Playcafe CEO Mark Goldenson has a pretty convincing rationale for his venture. “When I look at the landscape of Internet content, it’s mostly passive content,” he said in an interview last week. “It’s great that I can watch Lost whenever I want, but it’s not interactive or social. [Meanwhile,] the main use of live streaming has been life-streaming, like Justin.tv or Chris Pirillo, and I just don’t think that’s compelling, and I think that’s borne out by the viewership.”

Goldenson said 10 to 20 percent of PlayCafe visitors just watch the game rather than playing themselves, which is interesting in and of itself, but especially when compared to television game shows.

We’d heard elsewhere that First Round Capital had made an investment in the company, which Goldenson confirmed, though he declined to state the amount as he said the funding round is still open. While we think this is a cool idea, we’re surprised the company was able to raise cash with such low user numbers. But Goldenson and his partner Dev Nag have had success with previous startups, and also have PayPal and Google on their resumes.

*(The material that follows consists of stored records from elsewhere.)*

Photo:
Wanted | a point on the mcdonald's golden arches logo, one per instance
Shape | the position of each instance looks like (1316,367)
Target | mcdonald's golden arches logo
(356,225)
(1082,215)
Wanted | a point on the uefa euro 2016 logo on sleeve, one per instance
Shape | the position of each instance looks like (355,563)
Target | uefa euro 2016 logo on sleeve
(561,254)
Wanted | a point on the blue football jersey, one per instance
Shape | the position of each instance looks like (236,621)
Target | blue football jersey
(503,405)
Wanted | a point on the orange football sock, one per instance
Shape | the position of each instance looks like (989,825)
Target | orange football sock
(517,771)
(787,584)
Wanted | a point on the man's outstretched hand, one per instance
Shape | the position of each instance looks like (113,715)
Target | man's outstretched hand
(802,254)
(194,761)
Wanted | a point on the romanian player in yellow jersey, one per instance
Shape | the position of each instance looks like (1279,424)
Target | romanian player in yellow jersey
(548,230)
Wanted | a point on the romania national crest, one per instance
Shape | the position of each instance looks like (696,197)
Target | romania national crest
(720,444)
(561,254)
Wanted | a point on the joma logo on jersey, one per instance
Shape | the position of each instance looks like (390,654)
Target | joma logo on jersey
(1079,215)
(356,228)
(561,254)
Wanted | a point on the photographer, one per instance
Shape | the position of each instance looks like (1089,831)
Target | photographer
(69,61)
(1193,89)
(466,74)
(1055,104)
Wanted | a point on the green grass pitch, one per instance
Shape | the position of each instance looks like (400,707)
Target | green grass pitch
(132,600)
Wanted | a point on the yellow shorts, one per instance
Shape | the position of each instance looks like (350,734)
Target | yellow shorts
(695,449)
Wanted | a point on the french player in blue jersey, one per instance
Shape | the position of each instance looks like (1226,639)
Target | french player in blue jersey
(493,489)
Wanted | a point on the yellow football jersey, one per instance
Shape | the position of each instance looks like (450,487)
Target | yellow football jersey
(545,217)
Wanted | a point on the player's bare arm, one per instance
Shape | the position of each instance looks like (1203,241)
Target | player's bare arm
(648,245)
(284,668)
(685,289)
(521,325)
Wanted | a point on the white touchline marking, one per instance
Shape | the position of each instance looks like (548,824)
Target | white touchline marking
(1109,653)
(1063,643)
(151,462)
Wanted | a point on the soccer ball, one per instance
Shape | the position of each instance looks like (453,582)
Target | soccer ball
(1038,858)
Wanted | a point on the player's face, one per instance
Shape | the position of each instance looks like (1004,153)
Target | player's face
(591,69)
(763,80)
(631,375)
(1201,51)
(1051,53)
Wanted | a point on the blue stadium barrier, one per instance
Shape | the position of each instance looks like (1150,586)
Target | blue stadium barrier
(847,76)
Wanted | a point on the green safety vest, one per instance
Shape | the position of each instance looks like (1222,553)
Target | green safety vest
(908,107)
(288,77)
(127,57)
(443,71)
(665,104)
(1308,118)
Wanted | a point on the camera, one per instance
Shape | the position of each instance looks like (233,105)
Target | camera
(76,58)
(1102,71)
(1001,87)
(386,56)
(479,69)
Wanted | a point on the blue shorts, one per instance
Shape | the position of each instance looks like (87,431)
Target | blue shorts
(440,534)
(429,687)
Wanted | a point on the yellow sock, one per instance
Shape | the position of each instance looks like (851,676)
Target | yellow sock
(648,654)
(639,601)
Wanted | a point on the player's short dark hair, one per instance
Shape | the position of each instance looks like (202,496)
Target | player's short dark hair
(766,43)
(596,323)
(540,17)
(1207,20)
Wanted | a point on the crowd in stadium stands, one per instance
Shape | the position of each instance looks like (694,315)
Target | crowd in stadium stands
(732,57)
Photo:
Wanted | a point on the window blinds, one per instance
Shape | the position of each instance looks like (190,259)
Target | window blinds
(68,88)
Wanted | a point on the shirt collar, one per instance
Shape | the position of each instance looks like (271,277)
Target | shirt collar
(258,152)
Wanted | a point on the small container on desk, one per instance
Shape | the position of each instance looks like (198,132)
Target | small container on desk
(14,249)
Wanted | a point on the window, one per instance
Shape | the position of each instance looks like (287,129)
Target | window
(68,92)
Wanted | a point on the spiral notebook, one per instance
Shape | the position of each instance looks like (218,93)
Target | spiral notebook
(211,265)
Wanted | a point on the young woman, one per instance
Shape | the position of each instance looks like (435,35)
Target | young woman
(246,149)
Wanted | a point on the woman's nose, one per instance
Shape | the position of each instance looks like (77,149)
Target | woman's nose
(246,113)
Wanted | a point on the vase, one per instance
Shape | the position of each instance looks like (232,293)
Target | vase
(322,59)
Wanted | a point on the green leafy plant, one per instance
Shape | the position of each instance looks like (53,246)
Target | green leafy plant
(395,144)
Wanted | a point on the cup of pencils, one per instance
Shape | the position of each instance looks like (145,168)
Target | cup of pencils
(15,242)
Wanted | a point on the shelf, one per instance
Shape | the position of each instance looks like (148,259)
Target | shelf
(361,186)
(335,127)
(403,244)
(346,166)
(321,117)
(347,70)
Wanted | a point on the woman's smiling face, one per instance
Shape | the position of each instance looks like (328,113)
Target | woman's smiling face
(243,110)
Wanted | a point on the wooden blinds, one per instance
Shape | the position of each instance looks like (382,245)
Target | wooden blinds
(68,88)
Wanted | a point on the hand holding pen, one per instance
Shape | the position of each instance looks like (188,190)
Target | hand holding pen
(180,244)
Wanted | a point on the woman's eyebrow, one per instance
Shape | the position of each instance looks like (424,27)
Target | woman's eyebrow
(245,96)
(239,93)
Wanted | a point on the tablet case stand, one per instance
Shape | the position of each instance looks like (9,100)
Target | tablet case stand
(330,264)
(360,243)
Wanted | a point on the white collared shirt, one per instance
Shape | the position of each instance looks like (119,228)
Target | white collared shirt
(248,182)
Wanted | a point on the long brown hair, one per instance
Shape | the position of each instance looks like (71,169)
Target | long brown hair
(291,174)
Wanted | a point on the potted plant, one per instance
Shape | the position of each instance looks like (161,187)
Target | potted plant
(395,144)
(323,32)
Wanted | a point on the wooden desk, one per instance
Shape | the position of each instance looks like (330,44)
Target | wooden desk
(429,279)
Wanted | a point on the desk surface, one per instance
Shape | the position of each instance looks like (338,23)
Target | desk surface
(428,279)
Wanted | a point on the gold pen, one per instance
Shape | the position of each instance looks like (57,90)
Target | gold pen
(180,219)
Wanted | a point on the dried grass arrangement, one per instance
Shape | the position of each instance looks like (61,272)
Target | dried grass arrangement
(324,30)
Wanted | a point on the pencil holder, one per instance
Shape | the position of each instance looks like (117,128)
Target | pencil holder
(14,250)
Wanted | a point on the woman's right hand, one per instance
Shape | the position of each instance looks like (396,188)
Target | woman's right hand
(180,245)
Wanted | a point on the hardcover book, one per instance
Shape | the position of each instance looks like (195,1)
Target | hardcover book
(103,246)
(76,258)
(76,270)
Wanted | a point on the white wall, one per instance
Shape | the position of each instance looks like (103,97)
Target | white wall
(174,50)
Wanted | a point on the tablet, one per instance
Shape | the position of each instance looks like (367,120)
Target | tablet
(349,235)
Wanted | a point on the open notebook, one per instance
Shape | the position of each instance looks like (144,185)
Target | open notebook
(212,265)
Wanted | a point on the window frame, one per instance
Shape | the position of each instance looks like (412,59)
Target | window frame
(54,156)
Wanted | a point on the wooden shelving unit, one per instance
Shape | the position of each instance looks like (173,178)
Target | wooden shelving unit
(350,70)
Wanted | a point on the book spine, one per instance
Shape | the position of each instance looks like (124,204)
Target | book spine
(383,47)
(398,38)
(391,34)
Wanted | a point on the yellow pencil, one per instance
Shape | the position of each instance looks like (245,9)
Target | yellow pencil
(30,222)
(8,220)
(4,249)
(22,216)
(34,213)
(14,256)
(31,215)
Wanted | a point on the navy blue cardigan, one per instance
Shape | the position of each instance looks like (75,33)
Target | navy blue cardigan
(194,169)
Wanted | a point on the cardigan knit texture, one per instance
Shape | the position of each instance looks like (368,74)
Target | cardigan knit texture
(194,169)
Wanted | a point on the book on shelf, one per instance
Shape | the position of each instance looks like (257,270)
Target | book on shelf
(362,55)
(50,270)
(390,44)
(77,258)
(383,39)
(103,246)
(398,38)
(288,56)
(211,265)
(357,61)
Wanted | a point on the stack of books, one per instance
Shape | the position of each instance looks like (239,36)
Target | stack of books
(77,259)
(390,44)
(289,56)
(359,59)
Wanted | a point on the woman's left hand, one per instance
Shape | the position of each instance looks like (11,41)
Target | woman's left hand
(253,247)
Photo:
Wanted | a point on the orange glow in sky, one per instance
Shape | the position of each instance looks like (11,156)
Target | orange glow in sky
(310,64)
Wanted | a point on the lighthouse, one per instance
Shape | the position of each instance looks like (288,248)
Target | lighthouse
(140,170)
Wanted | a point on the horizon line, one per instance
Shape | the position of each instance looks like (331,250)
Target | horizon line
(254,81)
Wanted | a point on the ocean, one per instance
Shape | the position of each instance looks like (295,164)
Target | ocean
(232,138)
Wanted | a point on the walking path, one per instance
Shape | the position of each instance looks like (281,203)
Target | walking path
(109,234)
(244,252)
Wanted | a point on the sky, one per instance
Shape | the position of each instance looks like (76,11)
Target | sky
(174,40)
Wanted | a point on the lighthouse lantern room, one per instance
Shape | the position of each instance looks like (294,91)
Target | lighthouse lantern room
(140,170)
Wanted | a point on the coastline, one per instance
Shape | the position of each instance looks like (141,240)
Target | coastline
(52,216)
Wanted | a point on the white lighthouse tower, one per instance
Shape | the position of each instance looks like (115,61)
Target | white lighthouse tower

Goldenson, who said the company’s goal is to run games around the clock, vouched that newly hired producer Jon Lawrence, who ran Take the Cake and Midnight Money Madness for Endemol, will bring a “better look and feel” to the site. Goldenson called the current set-up (see embed above) “authentic but not very sophisticated.”

Last week we wrote about another funded startup looking to combine casual gaming and web trivia, but that one’s called PopJax, and does on-demand trivia games rather than live shows.